Senate conducts ceremonial functions of the impeachment trial before actual arguments get underway next Tuesday.

Ben Ariel ,

Chief Justice John Roberts swears in senators at start of impeachment trial
Chief Justice John Roberts swears in senators at start of impeachment trial
Reuters

US President Donald Trump’s Senate impeachment trial began on Thursday with the reading of the impeachment articles and the swearing in of Supreme Court Chief Justice John Roberts and the senators who will decide whether Trump should be removed from office.

The Senate conducted its ceremonial functions of the impeachment trial on Thursday before the actual arguments get underway next Tuesday.

House Intelligence Chairman Adam Schiff, a California Democrat and the lead impeachment manager, read the articles aloud in the chamber while senators looked on from their desks, reported CNN.

Roberts was sworn in shortly several hours later. After Roberts swore in the senators, each present member of the chamber came forward and signed the oath book on the floor of the Senate.

The House impeachment managers began the proceedings by reading aloud the two articles of impeachment on the floor of the Senate. The articles, charging the President with abuse of power and obstruction of Congress, were delivered to the Senate on Wednesday.

The Senate officially issued a summons to the President after senators were sworn in to notify him of the trial, and Senate Majority Leader Mitch McConnell (R-KY) set up a series of deadlines for trial briefs to be filed by both the House impeachment managers and the President's legal team.

The trial is set to resume on Tuesday at 1:00 p.m.

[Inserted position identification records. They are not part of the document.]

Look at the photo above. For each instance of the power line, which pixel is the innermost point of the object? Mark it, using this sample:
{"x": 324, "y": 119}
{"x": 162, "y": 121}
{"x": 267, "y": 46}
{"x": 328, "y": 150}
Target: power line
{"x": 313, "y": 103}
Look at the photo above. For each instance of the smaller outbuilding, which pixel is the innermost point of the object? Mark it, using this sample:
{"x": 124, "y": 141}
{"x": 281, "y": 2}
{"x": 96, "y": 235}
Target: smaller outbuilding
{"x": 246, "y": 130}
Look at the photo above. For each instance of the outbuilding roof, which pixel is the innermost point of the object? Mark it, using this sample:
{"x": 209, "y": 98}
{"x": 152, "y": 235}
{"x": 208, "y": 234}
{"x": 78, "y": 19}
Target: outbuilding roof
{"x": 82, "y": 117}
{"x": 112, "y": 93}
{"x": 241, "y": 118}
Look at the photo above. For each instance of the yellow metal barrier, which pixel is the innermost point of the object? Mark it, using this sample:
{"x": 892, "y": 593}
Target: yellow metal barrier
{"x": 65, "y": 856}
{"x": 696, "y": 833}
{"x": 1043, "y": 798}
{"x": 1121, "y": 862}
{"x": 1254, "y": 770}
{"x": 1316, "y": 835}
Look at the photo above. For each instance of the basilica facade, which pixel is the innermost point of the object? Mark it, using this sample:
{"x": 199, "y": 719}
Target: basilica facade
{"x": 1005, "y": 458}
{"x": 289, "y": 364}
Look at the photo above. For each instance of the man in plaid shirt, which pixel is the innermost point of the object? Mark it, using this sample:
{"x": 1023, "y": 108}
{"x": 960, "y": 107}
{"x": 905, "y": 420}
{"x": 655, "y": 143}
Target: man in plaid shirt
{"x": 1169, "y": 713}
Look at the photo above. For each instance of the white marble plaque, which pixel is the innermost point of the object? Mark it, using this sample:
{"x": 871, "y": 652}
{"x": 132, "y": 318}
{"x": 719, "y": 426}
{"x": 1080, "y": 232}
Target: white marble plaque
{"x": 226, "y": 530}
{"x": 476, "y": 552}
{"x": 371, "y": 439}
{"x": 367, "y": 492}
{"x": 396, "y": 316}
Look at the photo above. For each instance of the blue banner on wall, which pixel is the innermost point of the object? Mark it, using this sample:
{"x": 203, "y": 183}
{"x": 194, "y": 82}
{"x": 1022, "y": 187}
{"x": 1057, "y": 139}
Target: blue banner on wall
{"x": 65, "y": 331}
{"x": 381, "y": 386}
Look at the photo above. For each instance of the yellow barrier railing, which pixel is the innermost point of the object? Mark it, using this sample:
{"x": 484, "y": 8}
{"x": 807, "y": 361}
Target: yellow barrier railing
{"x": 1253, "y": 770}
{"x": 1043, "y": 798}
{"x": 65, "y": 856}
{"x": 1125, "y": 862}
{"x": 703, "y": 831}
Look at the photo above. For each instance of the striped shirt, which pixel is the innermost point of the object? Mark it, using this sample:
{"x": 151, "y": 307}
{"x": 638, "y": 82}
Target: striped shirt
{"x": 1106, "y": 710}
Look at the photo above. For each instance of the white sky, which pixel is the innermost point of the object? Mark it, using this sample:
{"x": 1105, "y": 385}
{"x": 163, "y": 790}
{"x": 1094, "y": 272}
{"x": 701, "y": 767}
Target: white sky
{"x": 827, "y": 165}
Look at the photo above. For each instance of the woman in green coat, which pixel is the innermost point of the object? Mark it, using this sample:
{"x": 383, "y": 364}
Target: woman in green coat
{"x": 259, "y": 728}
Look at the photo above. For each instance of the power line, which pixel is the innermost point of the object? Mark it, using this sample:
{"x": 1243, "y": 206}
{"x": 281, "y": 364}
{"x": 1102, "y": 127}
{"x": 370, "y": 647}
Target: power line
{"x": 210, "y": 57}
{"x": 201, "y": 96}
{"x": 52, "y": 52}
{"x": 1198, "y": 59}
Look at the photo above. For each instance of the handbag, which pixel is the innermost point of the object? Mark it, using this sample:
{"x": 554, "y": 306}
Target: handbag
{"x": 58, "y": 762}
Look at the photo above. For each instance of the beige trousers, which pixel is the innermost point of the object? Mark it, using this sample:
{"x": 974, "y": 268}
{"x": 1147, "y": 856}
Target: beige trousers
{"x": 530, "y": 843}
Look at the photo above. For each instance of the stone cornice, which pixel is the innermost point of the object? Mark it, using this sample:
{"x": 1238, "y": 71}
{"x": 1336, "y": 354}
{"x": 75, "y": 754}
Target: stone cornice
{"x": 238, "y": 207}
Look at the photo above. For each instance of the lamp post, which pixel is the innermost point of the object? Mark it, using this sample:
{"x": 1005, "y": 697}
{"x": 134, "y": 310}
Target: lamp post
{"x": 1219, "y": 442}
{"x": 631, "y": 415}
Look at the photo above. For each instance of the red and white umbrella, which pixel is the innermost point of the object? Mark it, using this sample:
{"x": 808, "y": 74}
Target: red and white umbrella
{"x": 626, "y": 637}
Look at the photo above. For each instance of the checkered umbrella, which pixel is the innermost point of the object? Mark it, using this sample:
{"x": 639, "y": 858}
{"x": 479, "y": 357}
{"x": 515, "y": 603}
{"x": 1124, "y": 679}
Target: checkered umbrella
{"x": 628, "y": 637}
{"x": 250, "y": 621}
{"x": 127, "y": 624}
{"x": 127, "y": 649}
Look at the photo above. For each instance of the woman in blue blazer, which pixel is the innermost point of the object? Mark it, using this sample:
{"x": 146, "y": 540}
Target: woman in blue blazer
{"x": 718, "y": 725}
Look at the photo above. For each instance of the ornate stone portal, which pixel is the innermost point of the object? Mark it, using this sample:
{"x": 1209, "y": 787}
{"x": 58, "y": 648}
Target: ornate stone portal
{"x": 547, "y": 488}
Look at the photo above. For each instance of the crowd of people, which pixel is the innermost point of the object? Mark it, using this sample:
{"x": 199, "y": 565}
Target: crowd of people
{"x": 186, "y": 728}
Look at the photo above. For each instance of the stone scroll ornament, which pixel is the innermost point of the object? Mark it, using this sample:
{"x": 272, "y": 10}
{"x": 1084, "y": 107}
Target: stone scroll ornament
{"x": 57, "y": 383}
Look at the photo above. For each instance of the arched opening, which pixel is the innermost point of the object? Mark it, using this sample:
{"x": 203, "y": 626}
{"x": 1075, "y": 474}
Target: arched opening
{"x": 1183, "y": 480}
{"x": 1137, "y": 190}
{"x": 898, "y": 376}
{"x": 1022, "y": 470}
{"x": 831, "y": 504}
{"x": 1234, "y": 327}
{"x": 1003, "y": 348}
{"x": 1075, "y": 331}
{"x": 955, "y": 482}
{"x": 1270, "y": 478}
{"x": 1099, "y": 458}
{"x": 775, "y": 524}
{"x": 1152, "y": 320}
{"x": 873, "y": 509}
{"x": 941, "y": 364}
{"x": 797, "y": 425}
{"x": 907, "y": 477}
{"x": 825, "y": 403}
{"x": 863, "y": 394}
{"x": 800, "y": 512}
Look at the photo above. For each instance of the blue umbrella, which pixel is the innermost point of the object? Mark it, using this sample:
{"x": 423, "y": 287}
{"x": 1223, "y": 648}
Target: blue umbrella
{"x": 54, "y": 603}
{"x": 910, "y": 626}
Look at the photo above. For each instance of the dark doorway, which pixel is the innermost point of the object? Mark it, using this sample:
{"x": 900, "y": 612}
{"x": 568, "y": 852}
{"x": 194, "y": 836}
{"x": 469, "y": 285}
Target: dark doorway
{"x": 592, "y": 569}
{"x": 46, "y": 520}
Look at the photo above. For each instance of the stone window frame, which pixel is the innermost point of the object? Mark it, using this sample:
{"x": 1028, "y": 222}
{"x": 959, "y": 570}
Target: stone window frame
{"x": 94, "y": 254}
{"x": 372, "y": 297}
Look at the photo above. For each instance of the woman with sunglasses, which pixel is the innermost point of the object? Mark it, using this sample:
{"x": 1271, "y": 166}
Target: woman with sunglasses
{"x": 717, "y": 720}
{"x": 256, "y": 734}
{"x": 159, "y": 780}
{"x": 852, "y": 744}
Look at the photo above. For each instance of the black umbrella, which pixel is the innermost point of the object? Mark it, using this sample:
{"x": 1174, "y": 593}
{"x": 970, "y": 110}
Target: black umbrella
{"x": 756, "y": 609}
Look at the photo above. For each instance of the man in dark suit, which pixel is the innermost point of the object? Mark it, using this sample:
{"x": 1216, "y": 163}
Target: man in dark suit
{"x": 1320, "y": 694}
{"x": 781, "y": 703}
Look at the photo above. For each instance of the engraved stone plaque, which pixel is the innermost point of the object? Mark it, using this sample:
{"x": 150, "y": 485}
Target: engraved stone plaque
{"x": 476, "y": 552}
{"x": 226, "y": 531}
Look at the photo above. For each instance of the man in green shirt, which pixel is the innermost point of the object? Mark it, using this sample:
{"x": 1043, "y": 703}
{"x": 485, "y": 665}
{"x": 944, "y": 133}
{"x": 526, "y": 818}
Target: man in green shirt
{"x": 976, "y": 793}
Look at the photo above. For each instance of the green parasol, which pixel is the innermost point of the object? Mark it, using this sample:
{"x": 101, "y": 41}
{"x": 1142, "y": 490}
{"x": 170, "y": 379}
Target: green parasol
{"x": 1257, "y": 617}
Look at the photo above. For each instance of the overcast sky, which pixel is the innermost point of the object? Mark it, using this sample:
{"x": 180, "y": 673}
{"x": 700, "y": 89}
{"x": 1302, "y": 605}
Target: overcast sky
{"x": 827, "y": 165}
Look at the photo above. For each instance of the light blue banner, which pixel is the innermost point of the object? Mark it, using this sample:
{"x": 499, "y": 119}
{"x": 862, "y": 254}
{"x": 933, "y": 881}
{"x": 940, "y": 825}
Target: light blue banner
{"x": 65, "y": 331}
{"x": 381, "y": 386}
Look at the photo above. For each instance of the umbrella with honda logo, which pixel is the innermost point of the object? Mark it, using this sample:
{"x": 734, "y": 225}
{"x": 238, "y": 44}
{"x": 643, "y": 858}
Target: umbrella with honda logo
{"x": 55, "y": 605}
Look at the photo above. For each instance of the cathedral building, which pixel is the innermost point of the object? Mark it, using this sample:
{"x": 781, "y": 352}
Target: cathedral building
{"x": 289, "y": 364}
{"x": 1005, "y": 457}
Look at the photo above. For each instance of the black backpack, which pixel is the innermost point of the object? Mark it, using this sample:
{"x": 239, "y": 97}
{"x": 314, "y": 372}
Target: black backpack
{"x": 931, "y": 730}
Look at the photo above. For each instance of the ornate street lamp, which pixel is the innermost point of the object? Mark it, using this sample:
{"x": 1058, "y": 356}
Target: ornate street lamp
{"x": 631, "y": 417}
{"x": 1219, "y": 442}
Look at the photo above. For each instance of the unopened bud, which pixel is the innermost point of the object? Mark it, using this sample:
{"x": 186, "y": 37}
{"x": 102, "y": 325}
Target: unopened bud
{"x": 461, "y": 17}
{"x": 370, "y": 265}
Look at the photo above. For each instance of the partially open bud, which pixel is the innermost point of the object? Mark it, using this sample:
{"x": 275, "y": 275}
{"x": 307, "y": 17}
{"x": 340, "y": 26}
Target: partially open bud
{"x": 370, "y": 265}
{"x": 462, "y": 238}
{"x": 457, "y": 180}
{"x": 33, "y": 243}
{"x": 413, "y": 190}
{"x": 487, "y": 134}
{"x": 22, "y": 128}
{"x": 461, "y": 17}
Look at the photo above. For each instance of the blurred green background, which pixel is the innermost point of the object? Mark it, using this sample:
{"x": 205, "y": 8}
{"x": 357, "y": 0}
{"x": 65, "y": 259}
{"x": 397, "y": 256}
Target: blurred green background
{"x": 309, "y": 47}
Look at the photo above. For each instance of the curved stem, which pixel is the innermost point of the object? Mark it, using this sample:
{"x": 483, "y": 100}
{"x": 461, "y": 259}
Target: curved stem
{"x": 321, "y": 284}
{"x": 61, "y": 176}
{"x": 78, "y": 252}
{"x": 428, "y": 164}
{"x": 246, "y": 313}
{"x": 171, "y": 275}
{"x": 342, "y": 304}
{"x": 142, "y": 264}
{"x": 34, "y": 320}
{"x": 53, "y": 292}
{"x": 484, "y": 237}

ET, McConnell said, at which point the Senate is likely to take up a resolution setting the rules of the trial. Then arguments will get underway.

The trial is only beginning this week after House Speaker Nancy Pelosi withheld the formal sending of the articles for four weeks after the House voted on them, as Democrats pushed for Republicans to agree to calling witnesses and obtaining new documents for the trial.

Pelosi said at her weekly press conference Thursday that Senate Republicans are "afraid of the truth," when asked what her response is to Senate Republicans who say they shouldn't have to consider new evidence which wasn't included in the House investigation.

"They don't want to see documents, they don't want to hear from eyewitnesses," Pelosi said. "They want to ignore anything new that comes up."

McConnell has rejected the Democratic demands, saying the question of witnesses should be taken up after the House and the President's legal team make their opening arguments.